One of the most consistent findings in neck pain and headache sufferers is reduced endurance of the deep muscles of the front of the neck (Barton 1996, Jull 1999, Jull 2000, Silverman 1991, Treleaven 1994, Watson 1993). Poor posture such as with your chin jutting out is an example of weakness of these deep muscles combined with increased tension in the superficial neck musculature (Jull 1999,Treleaven 1994). An excellent test your HCP should perform on you to see if this weakness is present is called the cervico-cranial flexion test (Liebenson, Jull 1999, 2000).

2. What can be done about the pain?

  1. What treatments are available?
    It is always a good idea to see a HCP who is trained in providing care for musculoskeletal disorders such as a chiropractor, physical therapist or orthopedist. Most patients DO NOT require surgery and can be helped by a conservative care program. A recent study showed that chronic neck pain patients benefit more from a combination of simple, low-technology exercises and spinal manipulation from a chiropractor than from either high-technology exercise or manipulation alone (Bronfort 2001). For additional pain relief over the counter or prescription medicines may be prescribed. When it persists or recurs frequently it is important to improve the fitness of your neck. If you have neck pain it is important to know that pain “flare-ups” are normal and to be expected and are not usually a sign of further injury. Stress and emotional tension will tend to reduce your pain threshold and intensify the symptoms associated with such “flare-ups” (Indahl 1995). Cognitive-behavioral coping strategies such as breathing techniques, light exercise, meditation, etc. are valuable parts of your care (Main).
  2. What should I do on my own?
    “The Upper Body Book” shows common postural faults and simple exercises for improving your upper back and neck posture. An additional exercise is the wall ball for the neck

Starting position:

  1. Stand with your back against a wall
  2. Place a small inflated ball behind your head

The exercise:

  1. Nod “yes” or tuck your chin in by pressing your head against the ball
  2. The ball should roll slightly upwards on the wall
  3. Keep your gaze straight ahead

Perform 8-10 repetitions very slowly twice a day

There are many different exercises that can be tried. “The Upper Body Book” shows you postural, flexibility and strengthening exercises that you can perform without any special equipment in your own home. In order to “customize” the exercises it is best to seek the advice of a HCP trained in rehabilitation to find out the best ones for you.

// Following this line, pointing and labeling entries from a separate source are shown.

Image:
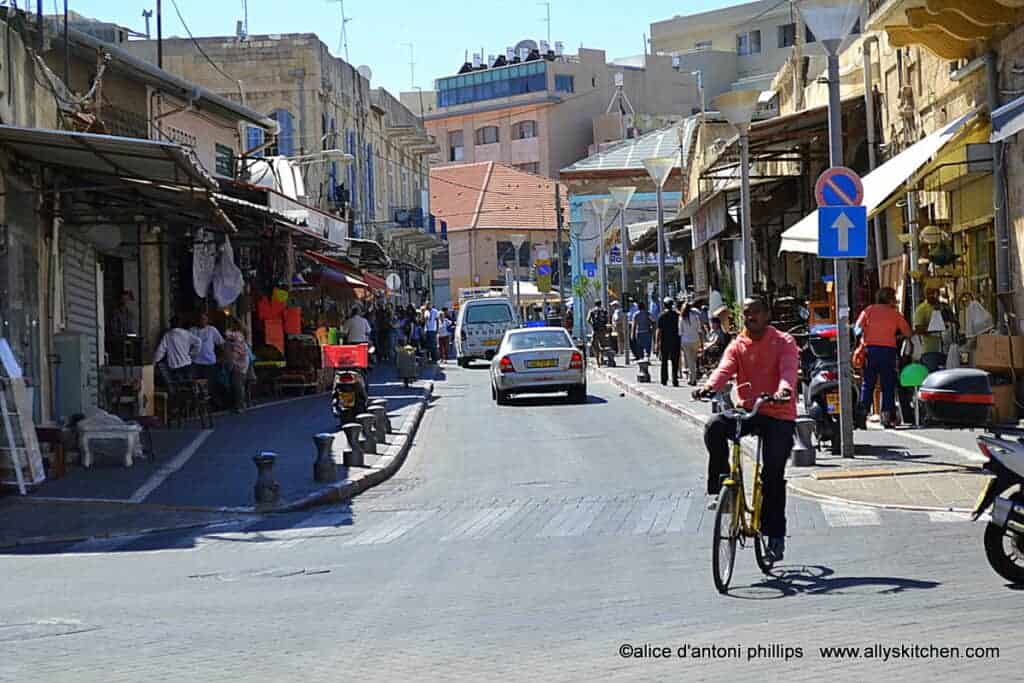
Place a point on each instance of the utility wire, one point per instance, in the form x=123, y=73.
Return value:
x=200, y=47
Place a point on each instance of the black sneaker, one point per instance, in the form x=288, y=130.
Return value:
x=776, y=549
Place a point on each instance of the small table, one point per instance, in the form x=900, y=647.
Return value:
x=127, y=433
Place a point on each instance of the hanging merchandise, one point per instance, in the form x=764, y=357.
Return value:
x=204, y=261
x=227, y=283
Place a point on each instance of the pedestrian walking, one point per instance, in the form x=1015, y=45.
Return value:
x=642, y=326
x=881, y=325
x=667, y=342
x=177, y=347
x=443, y=334
x=690, y=332
x=237, y=359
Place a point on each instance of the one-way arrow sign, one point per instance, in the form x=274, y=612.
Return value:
x=843, y=231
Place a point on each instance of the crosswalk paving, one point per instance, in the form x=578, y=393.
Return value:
x=538, y=519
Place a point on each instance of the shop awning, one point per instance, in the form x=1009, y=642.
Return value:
x=128, y=158
x=1008, y=120
x=882, y=184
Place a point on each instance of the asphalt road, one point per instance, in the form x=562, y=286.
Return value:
x=530, y=541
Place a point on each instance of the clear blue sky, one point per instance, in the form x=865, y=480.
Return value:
x=441, y=31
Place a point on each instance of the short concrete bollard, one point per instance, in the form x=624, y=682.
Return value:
x=383, y=426
x=643, y=376
x=353, y=454
x=804, y=454
x=367, y=421
x=266, y=489
x=325, y=469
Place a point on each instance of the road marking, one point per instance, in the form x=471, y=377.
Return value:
x=947, y=516
x=848, y=515
x=170, y=467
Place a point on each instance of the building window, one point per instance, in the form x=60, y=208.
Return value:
x=493, y=83
x=223, y=160
x=457, y=152
x=749, y=43
x=787, y=35
x=486, y=135
x=285, y=144
x=523, y=130
x=506, y=254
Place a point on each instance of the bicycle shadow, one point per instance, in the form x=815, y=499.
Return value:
x=793, y=580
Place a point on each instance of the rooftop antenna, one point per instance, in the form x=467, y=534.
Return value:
x=343, y=40
x=412, y=65
x=547, y=18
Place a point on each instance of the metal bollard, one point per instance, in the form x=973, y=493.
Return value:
x=367, y=420
x=266, y=489
x=353, y=454
x=804, y=453
x=325, y=469
x=382, y=425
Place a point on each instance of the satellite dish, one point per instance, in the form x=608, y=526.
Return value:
x=527, y=44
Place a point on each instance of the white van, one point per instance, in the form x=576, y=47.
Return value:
x=480, y=327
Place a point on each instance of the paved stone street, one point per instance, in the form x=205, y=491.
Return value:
x=527, y=541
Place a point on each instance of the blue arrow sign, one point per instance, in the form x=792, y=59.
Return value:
x=843, y=231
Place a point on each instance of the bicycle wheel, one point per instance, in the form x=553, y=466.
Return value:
x=761, y=553
x=725, y=538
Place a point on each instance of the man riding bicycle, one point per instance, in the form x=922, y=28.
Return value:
x=763, y=360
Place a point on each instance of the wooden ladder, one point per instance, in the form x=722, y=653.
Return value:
x=20, y=461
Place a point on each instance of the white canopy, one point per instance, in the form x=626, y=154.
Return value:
x=880, y=184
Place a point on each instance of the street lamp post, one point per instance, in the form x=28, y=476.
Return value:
x=622, y=197
x=659, y=168
x=517, y=241
x=832, y=22
x=737, y=108
x=600, y=206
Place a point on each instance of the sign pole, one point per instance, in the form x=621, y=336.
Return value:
x=842, y=281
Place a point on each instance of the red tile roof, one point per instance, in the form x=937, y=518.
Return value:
x=489, y=195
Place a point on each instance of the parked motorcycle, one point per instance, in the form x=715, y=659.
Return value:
x=1005, y=494
x=820, y=368
x=349, y=395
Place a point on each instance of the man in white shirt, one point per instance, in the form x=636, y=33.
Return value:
x=356, y=329
x=206, y=359
x=430, y=315
x=178, y=346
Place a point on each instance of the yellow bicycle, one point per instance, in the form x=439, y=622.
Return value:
x=735, y=520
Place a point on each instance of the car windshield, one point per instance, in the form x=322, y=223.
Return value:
x=488, y=312
x=547, y=339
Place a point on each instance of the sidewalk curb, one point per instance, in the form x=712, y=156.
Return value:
x=343, y=491
x=698, y=421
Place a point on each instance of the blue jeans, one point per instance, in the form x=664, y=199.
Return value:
x=881, y=367
x=643, y=344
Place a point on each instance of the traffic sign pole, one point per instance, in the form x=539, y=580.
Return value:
x=842, y=282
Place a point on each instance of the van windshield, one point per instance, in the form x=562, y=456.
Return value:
x=488, y=312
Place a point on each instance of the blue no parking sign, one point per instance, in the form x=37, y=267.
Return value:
x=842, y=219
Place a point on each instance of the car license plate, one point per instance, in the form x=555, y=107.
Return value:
x=984, y=493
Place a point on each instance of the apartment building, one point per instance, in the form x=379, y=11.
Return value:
x=321, y=102
x=735, y=48
x=544, y=110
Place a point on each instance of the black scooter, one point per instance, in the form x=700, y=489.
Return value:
x=820, y=365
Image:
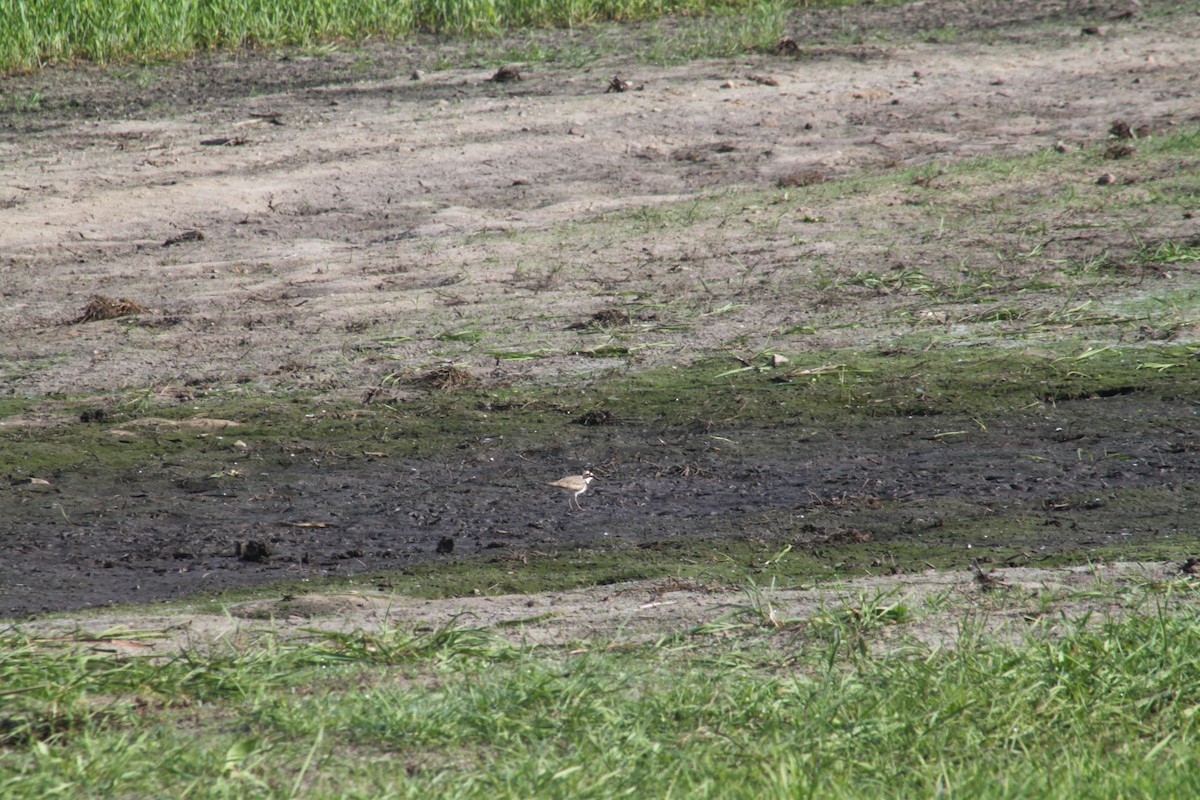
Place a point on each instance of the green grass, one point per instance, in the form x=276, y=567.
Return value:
x=37, y=32
x=845, y=702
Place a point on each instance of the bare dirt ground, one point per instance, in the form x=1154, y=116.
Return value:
x=321, y=222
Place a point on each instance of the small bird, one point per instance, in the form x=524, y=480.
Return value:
x=576, y=485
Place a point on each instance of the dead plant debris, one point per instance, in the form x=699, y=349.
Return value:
x=507, y=74
x=186, y=236
x=445, y=377
x=595, y=416
x=100, y=307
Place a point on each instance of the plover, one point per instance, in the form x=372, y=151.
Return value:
x=576, y=485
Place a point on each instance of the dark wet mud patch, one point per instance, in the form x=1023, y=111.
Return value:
x=169, y=512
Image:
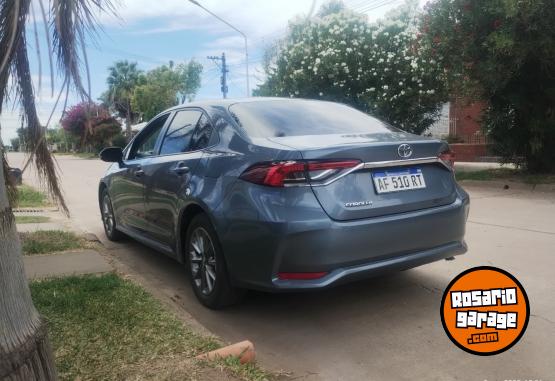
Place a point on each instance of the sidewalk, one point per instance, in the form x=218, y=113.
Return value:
x=64, y=264
x=78, y=262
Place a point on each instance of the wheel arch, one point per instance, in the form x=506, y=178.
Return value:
x=186, y=215
x=101, y=188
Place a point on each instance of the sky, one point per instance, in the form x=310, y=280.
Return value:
x=153, y=32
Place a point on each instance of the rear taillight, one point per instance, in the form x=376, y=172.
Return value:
x=448, y=158
x=289, y=173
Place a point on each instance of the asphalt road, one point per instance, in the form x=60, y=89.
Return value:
x=383, y=328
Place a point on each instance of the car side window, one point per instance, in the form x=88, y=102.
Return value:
x=202, y=134
x=180, y=131
x=145, y=143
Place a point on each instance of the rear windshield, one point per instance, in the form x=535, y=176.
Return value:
x=277, y=118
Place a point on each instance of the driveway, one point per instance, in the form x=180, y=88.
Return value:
x=383, y=328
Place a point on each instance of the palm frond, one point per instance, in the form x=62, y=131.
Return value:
x=43, y=160
x=73, y=19
x=49, y=46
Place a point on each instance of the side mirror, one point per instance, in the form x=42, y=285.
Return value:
x=112, y=155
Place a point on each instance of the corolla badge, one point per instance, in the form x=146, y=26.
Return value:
x=404, y=151
x=357, y=204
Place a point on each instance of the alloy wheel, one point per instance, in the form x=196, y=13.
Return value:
x=203, y=261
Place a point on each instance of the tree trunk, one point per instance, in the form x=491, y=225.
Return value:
x=25, y=351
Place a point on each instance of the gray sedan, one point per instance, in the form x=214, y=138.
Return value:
x=282, y=194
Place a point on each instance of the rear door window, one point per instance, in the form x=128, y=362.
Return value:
x=203, y=133
x=145, y=143
x=180, y=131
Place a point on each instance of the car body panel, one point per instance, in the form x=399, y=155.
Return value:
x=265, y=230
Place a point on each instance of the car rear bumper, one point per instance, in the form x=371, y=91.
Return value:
x=306, y=240
x=374, y=268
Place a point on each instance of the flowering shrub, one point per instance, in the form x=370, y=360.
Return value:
x=378, y=67
x=502, y=52
x=92, y=123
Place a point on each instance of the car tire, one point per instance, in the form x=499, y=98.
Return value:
x=206, y=266
x=109, y=218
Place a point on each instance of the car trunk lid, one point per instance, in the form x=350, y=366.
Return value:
x=354, y=194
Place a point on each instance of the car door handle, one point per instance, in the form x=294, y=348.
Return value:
x=181, y=168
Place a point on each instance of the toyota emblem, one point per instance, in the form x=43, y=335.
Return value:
x=404, y=151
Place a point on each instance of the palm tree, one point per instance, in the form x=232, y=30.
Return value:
x=25, y=352
x=122, y=79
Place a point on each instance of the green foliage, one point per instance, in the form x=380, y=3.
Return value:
x=107, y=328
x=122, y=79
x=502, y=52
x=29, y=197
x=378, y=68
x=31, y=219
x=119, y=141
x=15, y=144
x=92, y=123
x=166, y=86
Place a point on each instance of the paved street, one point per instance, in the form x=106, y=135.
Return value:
x=384, y=328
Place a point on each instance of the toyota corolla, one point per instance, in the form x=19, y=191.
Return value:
x=282, y=194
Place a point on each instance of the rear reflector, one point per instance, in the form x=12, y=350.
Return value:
x=280, y=174
x=301, y=276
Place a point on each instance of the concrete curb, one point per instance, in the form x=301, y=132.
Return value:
x=243, y=350
x=506, y=185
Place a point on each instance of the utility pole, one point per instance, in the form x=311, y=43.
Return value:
x=224, y=72
x=238, y=31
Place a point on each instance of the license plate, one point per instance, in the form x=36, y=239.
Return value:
x=398, y=180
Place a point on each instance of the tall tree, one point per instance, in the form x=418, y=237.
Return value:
x=378, y=67
x=166, y=86
x=122, y=79
x=503, y=53
x=25, y=352
x=92, y=124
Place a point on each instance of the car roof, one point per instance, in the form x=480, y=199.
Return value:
x=229, y=102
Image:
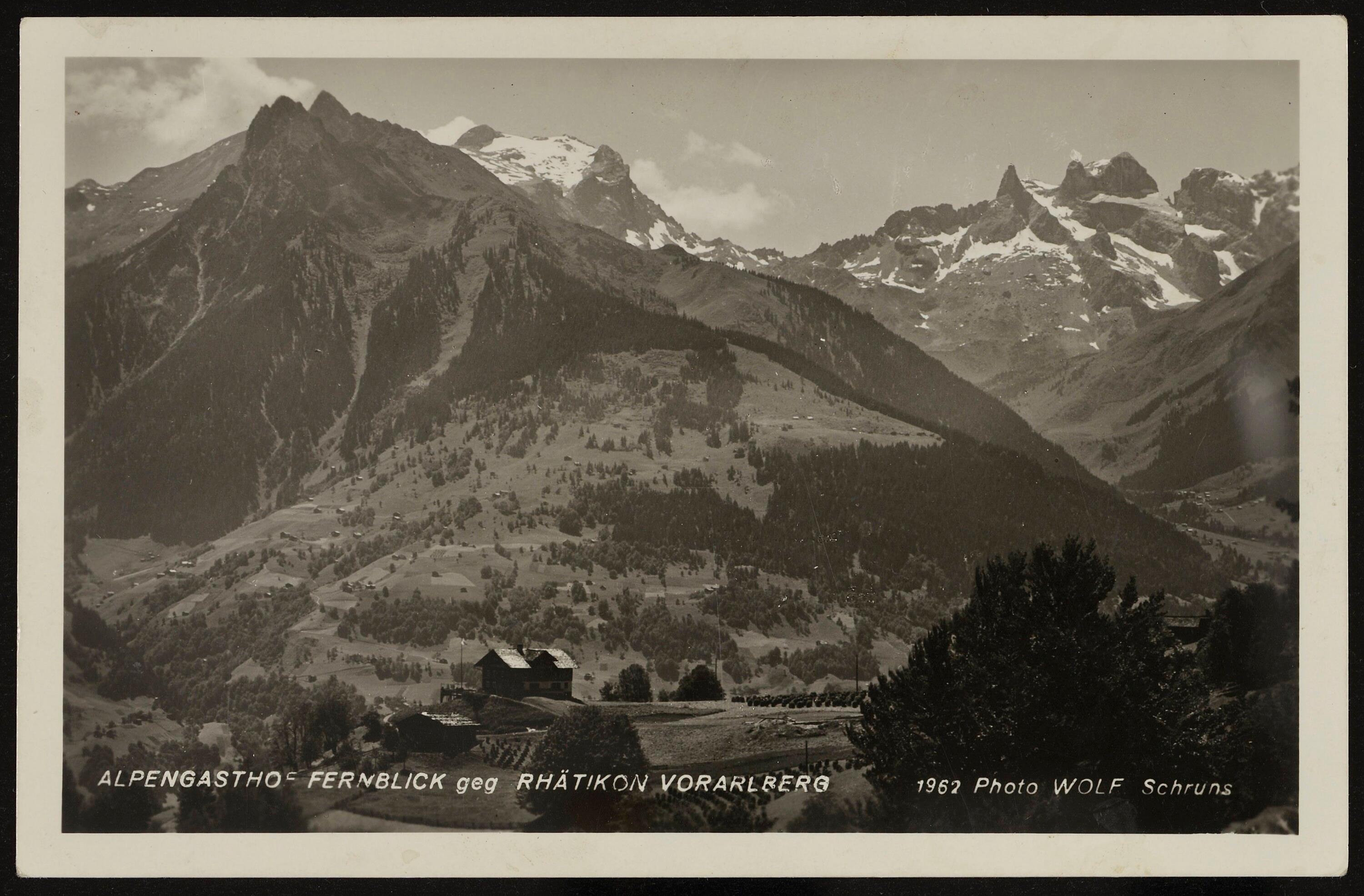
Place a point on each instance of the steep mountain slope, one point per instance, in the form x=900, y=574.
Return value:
x=1000, y=291
x=347, y=283
x=1191, y=396
x=104, y=220
x=206, y=363
x=591, y=185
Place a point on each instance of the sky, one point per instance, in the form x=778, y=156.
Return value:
x=768, y=153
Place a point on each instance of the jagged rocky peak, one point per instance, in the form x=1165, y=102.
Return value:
x=607, y=165
x=1221, y=195
x=1010, y=183
x=478, y=137
x=286, y=118
x=326, y=105
x=1118, y=176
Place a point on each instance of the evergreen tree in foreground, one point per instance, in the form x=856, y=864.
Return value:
x=1033, y=681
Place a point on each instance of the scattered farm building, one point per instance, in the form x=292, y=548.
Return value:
x=528, y=673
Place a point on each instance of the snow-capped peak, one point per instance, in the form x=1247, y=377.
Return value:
x=560, y=160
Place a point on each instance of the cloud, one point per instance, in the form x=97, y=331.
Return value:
x=708, y=210
x=736, y=152
x=449, y=133
x=179, y=110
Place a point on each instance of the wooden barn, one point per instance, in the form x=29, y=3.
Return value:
x=528, y=673
x=423, y=731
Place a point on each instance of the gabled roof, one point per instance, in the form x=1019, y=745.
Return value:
x=560, y=658
x=444, y=718
x=509, y=658
x=452, y=719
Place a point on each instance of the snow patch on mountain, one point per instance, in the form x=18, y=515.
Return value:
x=561, y=160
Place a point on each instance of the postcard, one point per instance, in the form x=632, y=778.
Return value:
x=506, y=446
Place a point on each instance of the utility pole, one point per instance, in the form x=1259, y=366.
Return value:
x=857, y=667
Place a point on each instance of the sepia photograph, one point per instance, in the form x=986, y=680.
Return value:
x=647, y=446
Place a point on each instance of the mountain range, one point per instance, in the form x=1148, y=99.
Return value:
x=299, y=296
x=343, y=280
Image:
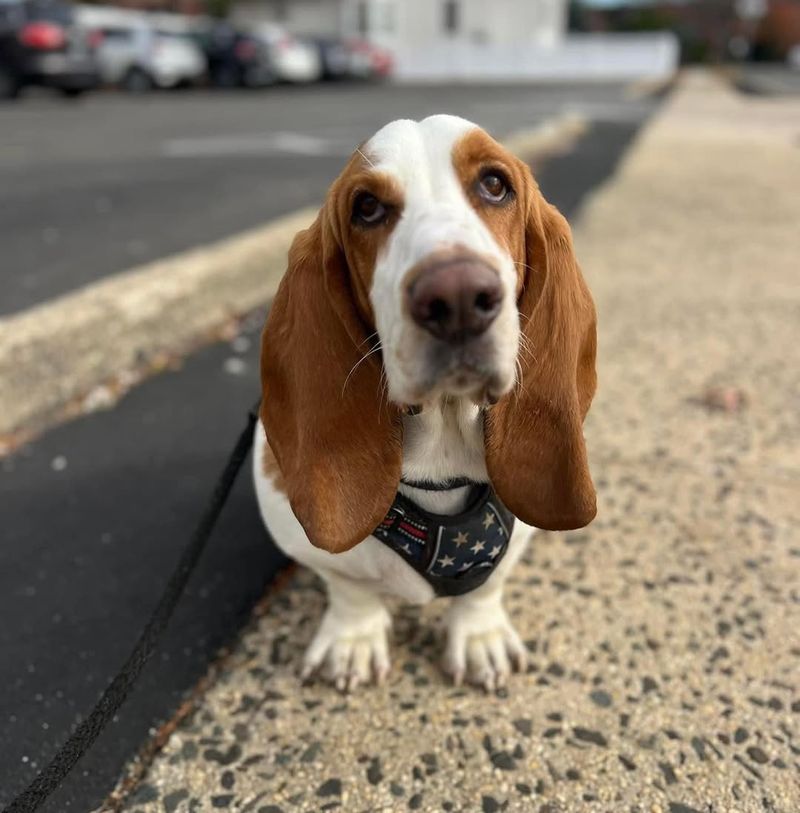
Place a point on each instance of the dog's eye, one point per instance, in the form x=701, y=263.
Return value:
x=493, y=187
x=369, y=210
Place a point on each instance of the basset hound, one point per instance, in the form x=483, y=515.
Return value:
x=427, y=364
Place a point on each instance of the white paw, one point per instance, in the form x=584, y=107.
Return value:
x=482, y=646
x=349, y=651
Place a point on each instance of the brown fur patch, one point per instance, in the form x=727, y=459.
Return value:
x=535, y=451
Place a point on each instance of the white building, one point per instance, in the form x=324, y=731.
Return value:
x=400, y=24
x=475, y=40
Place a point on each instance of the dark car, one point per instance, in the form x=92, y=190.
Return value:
x=237, y=59
x=352, y=59
x=40, y=44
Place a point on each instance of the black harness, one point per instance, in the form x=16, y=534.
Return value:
x=454, y=554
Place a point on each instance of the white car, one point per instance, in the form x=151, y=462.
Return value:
x=139, y=58
x=293, y=59
x=136, y=55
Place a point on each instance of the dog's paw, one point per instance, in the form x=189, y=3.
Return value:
x=482, y=646
x=349, y=652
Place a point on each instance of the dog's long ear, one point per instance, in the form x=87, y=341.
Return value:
x=336, y=440
x=535, y=449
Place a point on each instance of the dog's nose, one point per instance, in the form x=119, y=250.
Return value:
x=456, y=300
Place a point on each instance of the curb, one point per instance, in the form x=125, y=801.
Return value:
x=82, y=351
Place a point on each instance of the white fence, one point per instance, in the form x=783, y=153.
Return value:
x=578, y=57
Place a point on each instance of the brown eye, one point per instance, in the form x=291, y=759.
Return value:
x=369, y=210
x=493, y=188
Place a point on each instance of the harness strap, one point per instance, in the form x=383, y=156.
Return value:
x=454, y=554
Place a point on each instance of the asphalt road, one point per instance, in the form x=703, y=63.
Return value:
x=95, y=515
x=92, y=187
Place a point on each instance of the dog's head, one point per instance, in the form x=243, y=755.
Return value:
x=434, y=269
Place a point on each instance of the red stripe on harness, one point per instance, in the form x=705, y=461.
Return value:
x=414, y=531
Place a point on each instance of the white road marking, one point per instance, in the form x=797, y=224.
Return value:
x=278, y=143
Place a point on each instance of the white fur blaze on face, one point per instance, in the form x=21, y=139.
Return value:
x=437, y=216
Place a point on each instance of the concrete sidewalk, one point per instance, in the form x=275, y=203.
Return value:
x=665, y=637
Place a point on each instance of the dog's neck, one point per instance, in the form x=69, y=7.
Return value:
x=443, y=442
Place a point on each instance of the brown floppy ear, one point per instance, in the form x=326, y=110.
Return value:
x=535, y=452
x=336, y=440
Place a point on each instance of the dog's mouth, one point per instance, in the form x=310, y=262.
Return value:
x=468, y=371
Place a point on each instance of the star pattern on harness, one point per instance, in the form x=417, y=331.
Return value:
x=455, y=556
x=461, y=538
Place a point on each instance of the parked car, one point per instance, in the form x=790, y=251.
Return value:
x=352, y=59
x=294, y=60
x=237, y=59
x=40, y=44
x=369, y=61
x=138, y=56
x=335, y=57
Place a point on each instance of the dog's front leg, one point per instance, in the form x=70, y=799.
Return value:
x=482, y=644
x=351, y=646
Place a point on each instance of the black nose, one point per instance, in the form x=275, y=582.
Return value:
x=455, y=300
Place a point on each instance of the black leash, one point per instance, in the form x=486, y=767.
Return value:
x=114, y=696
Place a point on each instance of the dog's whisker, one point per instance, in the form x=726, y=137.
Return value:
x=363, y=358
x=369, y=338
x=358, y=150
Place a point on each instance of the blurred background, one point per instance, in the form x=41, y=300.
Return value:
x=143, y=45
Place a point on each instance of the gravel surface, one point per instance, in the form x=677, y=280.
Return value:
x=665, y=637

3) How long is it expected to last?
Most acute episodes of neck pain tend to begin improving within a month of their onset. However, in certain instances, the neck pain persists and becomes chronic. Those at greatest risk of chronicity either have significant symptoms in their lower arm and hand (numbness, tingling, or weakness) or have a great deal of anxiety and fear of their pain. It is always best to seek a HCP’s advice early on when your neck hurts so that you can learn what is causing the pain and what can be done about it so that you can enhance your chances of a speedy recovery!

References:
Barton PM, Hayes KC 1996. Neck flexor muscle strength, and relaxation times in normal subjects and subjects with unilateral neck pain and headache. Archives of Physical Medicine and Rehabilitation 77:680-687.